American Totalisator
- Founder: Harry L. Straus
- Headquarters: Hunt Valley, Maryland
- Owner: The Stronach Group
- Website: amtote.com

= American Totalisator =

Sports betting equipment company

The American Totalisator Company, now known as AmTote International and commonly referred to as AmTote, specializes in totalisator equipment used to manage and control parimutuel betting at horse racing, greyhound racing, and jai-alai facilities.

The company was founded by Harry L. Straus, an electrical engineer from Baltimore, who became interested in developing a fairer system of calculating and displaying odds and payouts on parimutuel betting after an incident at a Maryland racetrack in 1927. When a horse listed at 12:1 odds won, but paid off at 4:1, Straus recognized the need for a more accurate and transparent system. He began developing his innovative machine, the totalisator, also known as the "tote board" using telephone relays in 1928.

Straus' new company installed its first equipment at Pimlico Race Course in Baltimore, Maryland, which displayed odds and payouts on illuminated boards, now commonly known as "tote boards". In 1933, American Totalisator installed its first complete electro-mechanical tote system at Arlington Park in Arlington Heights, Illinois. The Straus patents, 2,179,698 (issued November 14, 1939) and 2,182,875 (issued December 12, 1939), provided a platform for AmTote's growth as the once dominant provider of totalizator solutions in North America.

AmTote has installed more than 800 tote systems throughout the world. The original electro-mechanical devices have given way to fully computerized systems where bettors place and collect wagers at the same window, self-service betting terminals, Internet- and telephone-based wagering, and "hub" systems to facilitate simulcast wagering.

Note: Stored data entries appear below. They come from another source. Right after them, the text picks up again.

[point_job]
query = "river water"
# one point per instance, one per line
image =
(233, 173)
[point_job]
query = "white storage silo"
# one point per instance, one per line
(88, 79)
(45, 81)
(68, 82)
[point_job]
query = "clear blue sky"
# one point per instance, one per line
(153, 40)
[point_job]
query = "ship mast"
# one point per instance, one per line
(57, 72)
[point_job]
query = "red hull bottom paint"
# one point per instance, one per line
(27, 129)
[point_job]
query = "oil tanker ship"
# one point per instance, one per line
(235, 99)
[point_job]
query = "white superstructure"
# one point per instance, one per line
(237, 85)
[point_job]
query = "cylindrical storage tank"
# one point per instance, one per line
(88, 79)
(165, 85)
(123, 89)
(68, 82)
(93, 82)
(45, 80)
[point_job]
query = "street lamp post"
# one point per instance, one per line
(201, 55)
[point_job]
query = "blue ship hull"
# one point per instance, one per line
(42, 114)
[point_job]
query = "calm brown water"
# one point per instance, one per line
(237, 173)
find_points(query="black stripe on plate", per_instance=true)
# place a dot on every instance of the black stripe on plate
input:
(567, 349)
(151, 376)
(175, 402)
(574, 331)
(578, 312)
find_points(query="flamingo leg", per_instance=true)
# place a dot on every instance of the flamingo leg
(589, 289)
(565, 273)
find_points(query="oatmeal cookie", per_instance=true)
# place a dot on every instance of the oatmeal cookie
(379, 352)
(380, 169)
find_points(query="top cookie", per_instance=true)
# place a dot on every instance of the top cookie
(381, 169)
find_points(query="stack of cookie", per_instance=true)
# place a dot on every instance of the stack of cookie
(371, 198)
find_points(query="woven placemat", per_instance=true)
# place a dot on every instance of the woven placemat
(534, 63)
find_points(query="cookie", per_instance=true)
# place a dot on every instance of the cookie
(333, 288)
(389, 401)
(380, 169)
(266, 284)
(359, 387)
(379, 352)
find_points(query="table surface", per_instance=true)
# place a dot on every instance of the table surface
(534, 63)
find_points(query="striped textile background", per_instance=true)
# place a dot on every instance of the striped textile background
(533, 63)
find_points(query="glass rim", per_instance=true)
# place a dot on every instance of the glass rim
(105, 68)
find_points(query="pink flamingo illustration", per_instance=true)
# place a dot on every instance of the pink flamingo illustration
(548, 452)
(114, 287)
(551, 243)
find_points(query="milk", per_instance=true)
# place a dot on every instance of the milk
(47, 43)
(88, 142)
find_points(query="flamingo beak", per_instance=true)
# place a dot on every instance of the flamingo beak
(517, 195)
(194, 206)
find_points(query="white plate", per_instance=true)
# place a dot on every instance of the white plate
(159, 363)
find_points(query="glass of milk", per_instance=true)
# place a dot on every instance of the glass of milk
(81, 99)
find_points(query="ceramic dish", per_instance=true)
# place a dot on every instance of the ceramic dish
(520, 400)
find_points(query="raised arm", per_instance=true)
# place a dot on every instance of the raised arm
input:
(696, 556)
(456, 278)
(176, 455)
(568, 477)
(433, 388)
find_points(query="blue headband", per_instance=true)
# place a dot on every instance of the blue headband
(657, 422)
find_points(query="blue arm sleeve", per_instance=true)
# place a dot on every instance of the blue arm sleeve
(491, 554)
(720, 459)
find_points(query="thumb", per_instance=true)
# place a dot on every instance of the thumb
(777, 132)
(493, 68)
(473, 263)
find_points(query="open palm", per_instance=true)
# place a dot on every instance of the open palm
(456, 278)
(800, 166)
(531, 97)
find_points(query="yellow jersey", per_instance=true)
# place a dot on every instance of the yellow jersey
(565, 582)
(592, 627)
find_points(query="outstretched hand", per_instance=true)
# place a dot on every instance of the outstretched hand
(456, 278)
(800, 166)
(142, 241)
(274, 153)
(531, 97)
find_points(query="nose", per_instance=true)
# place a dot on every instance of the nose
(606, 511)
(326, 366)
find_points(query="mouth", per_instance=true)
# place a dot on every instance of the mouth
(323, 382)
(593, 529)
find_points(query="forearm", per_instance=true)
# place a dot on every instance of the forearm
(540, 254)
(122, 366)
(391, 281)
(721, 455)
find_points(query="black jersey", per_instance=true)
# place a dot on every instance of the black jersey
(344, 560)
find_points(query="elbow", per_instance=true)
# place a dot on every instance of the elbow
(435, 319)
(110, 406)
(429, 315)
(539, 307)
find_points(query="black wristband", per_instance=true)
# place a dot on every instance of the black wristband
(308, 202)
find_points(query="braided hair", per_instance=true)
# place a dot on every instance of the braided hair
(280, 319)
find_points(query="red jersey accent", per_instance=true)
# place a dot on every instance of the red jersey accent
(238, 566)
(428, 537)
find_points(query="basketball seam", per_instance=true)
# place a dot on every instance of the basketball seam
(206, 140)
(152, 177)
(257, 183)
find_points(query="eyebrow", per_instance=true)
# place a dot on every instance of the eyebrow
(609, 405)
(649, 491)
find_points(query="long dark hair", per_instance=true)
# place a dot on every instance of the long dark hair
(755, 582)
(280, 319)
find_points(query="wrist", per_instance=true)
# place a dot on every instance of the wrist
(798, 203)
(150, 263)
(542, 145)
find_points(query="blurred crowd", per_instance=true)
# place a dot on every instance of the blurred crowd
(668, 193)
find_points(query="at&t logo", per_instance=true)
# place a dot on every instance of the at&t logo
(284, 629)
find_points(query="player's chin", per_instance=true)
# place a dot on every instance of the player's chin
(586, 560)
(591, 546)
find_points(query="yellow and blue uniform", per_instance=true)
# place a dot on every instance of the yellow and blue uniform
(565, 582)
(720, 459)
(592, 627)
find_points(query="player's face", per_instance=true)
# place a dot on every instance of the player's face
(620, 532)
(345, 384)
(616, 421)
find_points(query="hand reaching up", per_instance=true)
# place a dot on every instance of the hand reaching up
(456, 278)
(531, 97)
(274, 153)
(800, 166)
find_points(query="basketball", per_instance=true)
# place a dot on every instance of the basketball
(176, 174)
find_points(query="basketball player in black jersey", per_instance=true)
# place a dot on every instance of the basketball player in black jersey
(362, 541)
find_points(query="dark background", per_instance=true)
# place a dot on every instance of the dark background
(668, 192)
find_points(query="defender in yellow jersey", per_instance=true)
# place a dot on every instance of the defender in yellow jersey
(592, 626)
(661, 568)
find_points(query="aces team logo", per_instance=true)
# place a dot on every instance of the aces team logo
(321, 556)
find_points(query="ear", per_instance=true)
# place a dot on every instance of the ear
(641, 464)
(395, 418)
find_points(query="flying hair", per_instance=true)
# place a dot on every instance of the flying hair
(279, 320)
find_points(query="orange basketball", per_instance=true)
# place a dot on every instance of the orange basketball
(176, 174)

The "classic style" AmTote display consists of 24 bulbs, 6 high by 4 wide.

AmTote's numeric displays were often seen on television game shows in the 1950s and 1960s, most notably the original version of The Price is Right. The company was also an investor in the manufacturer of the original UNIVAC computer system.

The company is based in Hunt Valley, Maryland. It was once owned by General Instrument and later sold to a division of Motorola. Today, AmTote International is a wholly owned subsidiary of The Stronach Group, the corporate parent of several race tracks, including Pimlico.